Posted by: arthur barbato on June 23, 2008 4:16 PM

George Carlin, "an unintentional champion of freedom of speech," would laugh at this intentional atrocity of PR.

To manipulate the story of his death for someone's own self-promotion, well, I guess that's about as free as speech can get.

Posted by: Ben Kunz on June 23, 2008 4:49 PM

"250x300 adspot"?

We saw nothing of the kind. AdblockPlus is an essential tool for good reason.

-- B

Posted by: B on June 23, 2008 5:53 PM

I think we should be told who sent that email out and on whose behalf.

Come on.

Or, at least give us some clues.

Posted by: Radio Barking on June 24, 2008 1:48 AM

I wish Bill Hicks were around to see this. We might have had the first documented case of spontaneous human combustion and/or head exploding syndrome.


I, for one, would rather keep the sender secret. For once we can talk about something ridiculous without benefitting the assholes responsible.

Posted by: pat smith on June 24, 2008 3:49 AM

250x300 adspot"? B- That is the approximate size of the banner ad spot posted through Google ads on this site that appeared with a signed picture of a smiling GC in the unfortunate contextually relevant ad displayed.

Any questions B?
Feel free to call or email me.
Or just go f**k yourself, k B? ;P


Posted by: arthur barbato on June 24, 2008 10:42 AM

Jesus, I got that one too. Really bad taste.

Posted by: Dabitch on June 25, 2008 9:07 AM

Least he GOT an ad. Now, when Dangerfield passed away...

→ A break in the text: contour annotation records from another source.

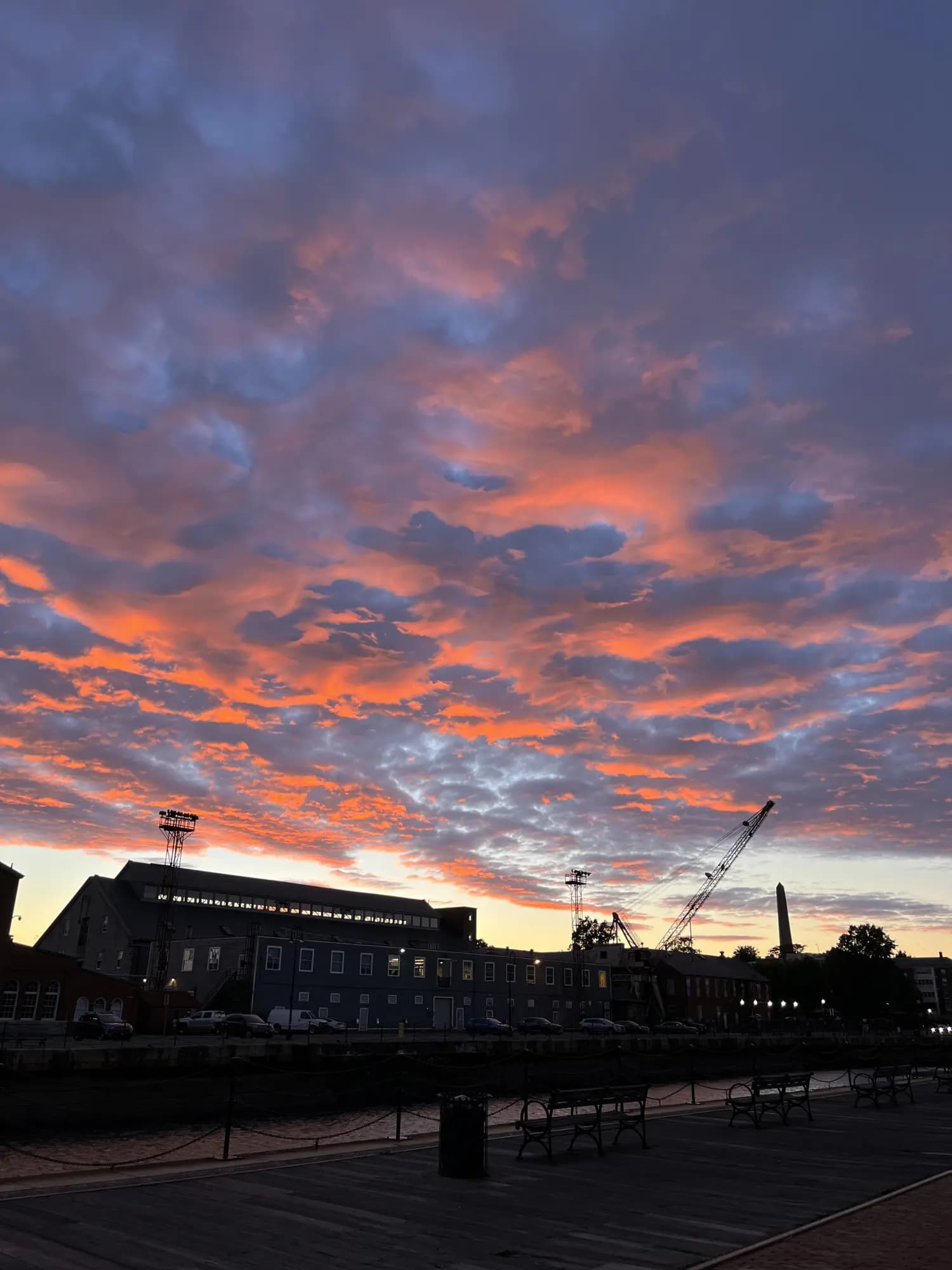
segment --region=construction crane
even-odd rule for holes
[[[628,945],[630,949],[641,947],[638,941],[635,939],[635,936],[631,933],[627,925],[625,923],[625,918],[619,917],[618,913],[612,913],[612,933],[618,935],[618,932],[621,932],[625,936],[625,942]]]
[[[661,951],[668,952],[674,946],[674,944],[677,944],[679,936],[684,931],[684,927],[688,926],[689,922],[693,921],[696,914],[704,907],[704,904],[711,898],[711,894],[720,883],[720,880],[724,878],[724,875],[727,872],[730,866],[737,859],[740,852],[744,850],[748,842],[750,842],[757,831],[760,828],[767,817],[770,814],[772,806],[773,806],[773,799],[768,799],[760,808],[760,810],[757,813],[757,815],[751,815],[749,820],[744,820],[740,833],[731,842],[724,860],[721,860],[721,862],[717,865],[713,872],[704,874],[706,880],[703,886],[698,890],[696,895],[693,895],[688,900],[688,903],[680,911],[675,921],[671,922],[671,925],[669,926],[664,939],[658,945]]]

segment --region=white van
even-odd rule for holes
[[[268,1022],[278,1033],[288,1031],[288,1007],[275,1006],[268,1015]],[[292,1033],[343,1031],[344,1025],[335,1019],[319,1019],[312,1010],[292,1010],[289,1030]]]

Posted by: bg on June 25, 2008 2:09 PM

OMG, as a former ad journalist and current ad flack, this is as low as you go. Well, as low as THEY go. Bad flack. Bad.

Posted by: Teresa Buyikian on June 25, 2008 3:30 PM

I like how they said he was "unintentional". Sort of like the way the Al Gore is the "unintentional champion" of global warming hysteria.